Molecular identification of mimosine

Although L. leucocephala is considered a promising alternative source of protein, and that it can also help to mitigate the emission of rumen methane (CH4) in the tropics (Soltan et al., 2013), the presence of mimosine in 2-10 % DM in the leaf and 2-5 % DM in the seed limits the quantity of foliage that can be supplied to cattle, because mimosine (depilatory agent) and its degradation product (3-hydroxy-4 (DHP)³ (strong goitrogenic agent) are considered toxic for many species. The partial resistance to mimosine-caused toxicity in ruminants from certain geographical areas has been ascribed to the capacity of their rumen microorganisms, which, restrictively, metabolize mimosine and DHP. An example is the report in Hawaii, in which resistant goats, with efficient microorganisms that counteracted the effects of mimosine-caused toxicity, transferred the microorganisms to the rumen of Australian cattle, which was susceptible to such toxicity (Lalitha et al., 1993).

For the identification of mimosine and DHP, the most commonly used reaction method is the colorimetric one with FeCl₃ (Ilham et al., 2015). It has little sensitivity and specificity, because its poor solubility in aqueous and organic solvents limits its application, as it requires a high concentration to have accurate measurements.
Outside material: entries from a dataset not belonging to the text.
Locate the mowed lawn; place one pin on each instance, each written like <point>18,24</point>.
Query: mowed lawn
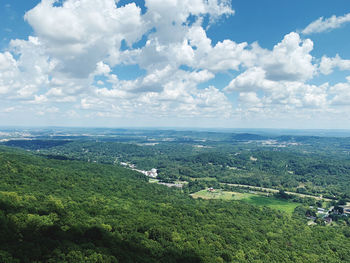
<point>251,198</point>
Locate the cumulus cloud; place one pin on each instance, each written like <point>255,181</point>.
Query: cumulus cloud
<point>341,93</point>
<point>327,64</point>
<point>326,24</point>
<point>79,34</point>
<point>69,66</point>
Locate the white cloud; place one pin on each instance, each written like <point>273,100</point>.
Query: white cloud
<point>289,60</point>
<point>322,24</point>
<point>79,34</point>
<point>341,93</point>
<point>328,64</point>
Liquid gas chromatography, liquid chromatography and ion-pair reversed-phase high performance liquid chromatography require sophisticated equipment and do not offer an improvement in sensitivity (Lalitha et al., 1993).

The spectrophotometric method for mimosine and/or DHP estimation is more sensitive than other reported ones, and can be most adequately coupled to an ion-exchange chromatography and paper chromatography for the specific essay of these compounds. It is essentially based on the formation of an intense azoic yellow coloring between mimosine and/or DHP and p-nitroaniline diazonium salt (Ilham et al., 2015).
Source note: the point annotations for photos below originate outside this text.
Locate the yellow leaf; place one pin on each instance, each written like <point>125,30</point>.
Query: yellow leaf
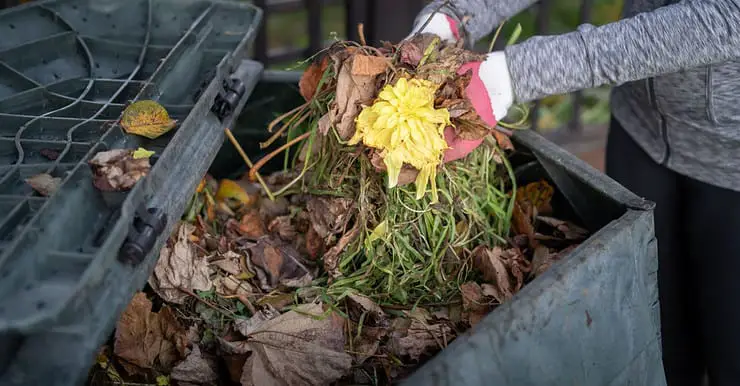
<point>163,380</point>
<point>229,189</point>
<point>147,118</point>
<point>379,232</point>
<point>142,153</point>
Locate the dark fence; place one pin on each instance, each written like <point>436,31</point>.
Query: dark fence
<point>383,20</point>
<point>390,20</point>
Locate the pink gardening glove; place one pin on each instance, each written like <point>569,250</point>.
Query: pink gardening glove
<point>489,90</point>
<point>491,95</point>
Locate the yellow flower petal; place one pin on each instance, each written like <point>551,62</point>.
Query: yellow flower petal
<point>403,123</point>
<point>142,153</point>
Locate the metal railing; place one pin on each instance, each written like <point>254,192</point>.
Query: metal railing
<point>391,20</point>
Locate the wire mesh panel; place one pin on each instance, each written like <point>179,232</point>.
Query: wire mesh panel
<point>67,70</point>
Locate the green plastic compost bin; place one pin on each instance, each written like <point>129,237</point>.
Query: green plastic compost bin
<point>70,261</point>
<point>592,319</point>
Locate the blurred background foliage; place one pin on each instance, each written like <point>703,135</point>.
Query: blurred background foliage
<point>563,16</point>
Applying spectrophotometry it was estimated that the quantity of mimosine in the L. leucocephala leaves varies between 3,75 and 5,5 % DM, depending on the type of leaves, season, soil quality, etc. Due to the high sensitivity of the procedure, mimosine was detectable in the discolored extracts with activated carbon even after high dilutions, and the concentrations of other interfering compounds became negligible for these dilutions. A useful application of this technique was extended to the evaluation of mimosine toxicity in the experimental feeding material based on L. leucocephala leaves. The early observations indicated that, during the anaerobic degradation of these leaves using mixed specific inoculant, mimosine was actively metabolized, as shown by the method with FeCl₃ after the separation from paper chromatography. When applying the above-described method it was confirmed that only traces of mimosine and DHP remained, which indicated almost 99 % in 48 h, and the solid biomass made an adequate choice of feeding material with high protein content. In the comparison of the method reported with other techniques of mimosine estimation it was proven that the colorimetric method with FeCl₃ requires a solution of 20-500 µl for an accurate measurement (Lalitha et al., 1993).
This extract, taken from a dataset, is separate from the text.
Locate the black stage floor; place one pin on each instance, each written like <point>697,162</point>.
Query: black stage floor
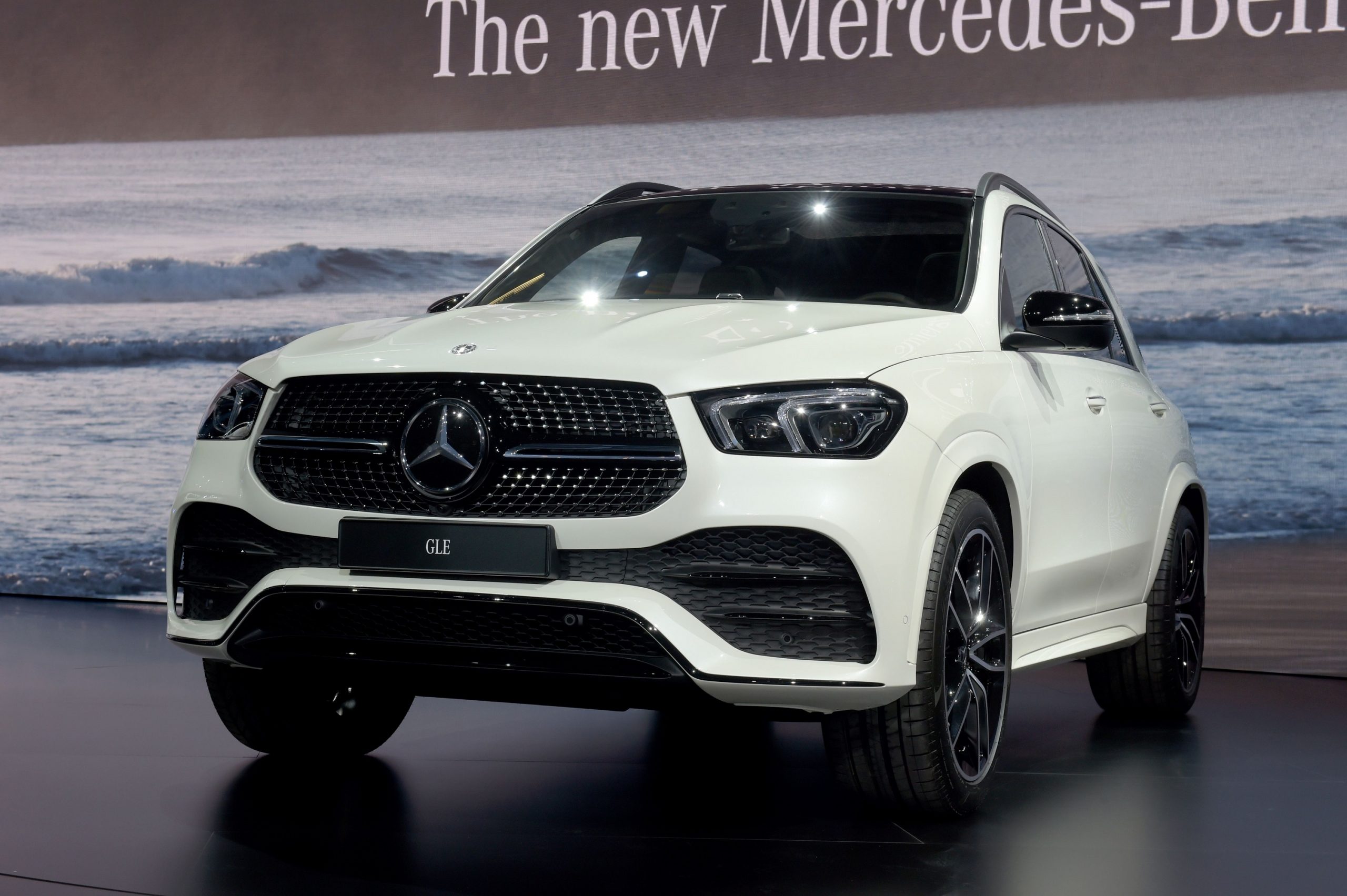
<point>115,774</point>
Mimosine degradation from Rhizobium sp. strains

Mimosine is a toxin found in large quantities in the seeds and leaves of legume trees and shrubs of the Leucaena genus. In its structure it is analogous to dihydroxyphenylalanine (L-Dopa) with a 3-hydroxy-4-pyridone ring instead of a 3,4 dihydroxyphenil ring (Nguyen and Tawata, 2016). This toxin is distributed throughout the plant, and is found from 4 to 5 % in the seeds (dry basis); in different parts of the plant, such as stems and leaves, it can vary from 1 to 12 %, and in the root from 1 to 1,5 % (Soedarjo et al., 1994). It has been proven that some Rhizobium strains can degrade the substance mimosine.

According to the work conducted in Hawaii by Soedarjo et al. (1994), a total of 32 strains have been collected and cultivated in optimum media, such as TY (Beringer, cited by Martínez et al., 2015); complete medium for rhizobia growth, YEM (Abrahamovich et al., 2014); yeast-mannitol extract (also used for rhizobia culture) and a Rhizobium-mimosine medium (RM), in order to know which of the collected strains had the capacity to grow in a medium with the toxin. It was determined that the strains TAL1145 and TAL1566 had capacity to use mimosine as only source of carbon and nitrogen. The growth rates of those strains in RM medium with different mimosine concentrations were determined through the inoculation of 50 mL of this medium in 250-mL bottles with screw top, which contained 0,5 mL of Rhizobium culture. The cultures were subject to 28 ºC, with agitation, and the growth was determined every 6 h by measuring the cell density as the optical density in a colorimeter.

It was determined that only a limited number of Rhizobium strains could use mimosine as selective growth substance; in contrast, the strains which did not have this capacity formed nitrogen-fixing nodules, as in the case of MS13. The utilization of mimosine can be a specialized mechanism which has been developed by some rhizobia that live in the rhizosphere of leucaena to survive, which provides a competitive advantage to certain Rhizobium strains. A direct relation could not be established between the capacity to catabolize mimosine and the capacity to fix nitrogen, because two strains, TAL1145 and TAL1566, degrade mimosine and use it as nitrogen and carbon source, but only TAL1145 is good forming nitrifying nodules, unlike TAL1566 which has deficiency to form them (Soedarjo et al., 1994).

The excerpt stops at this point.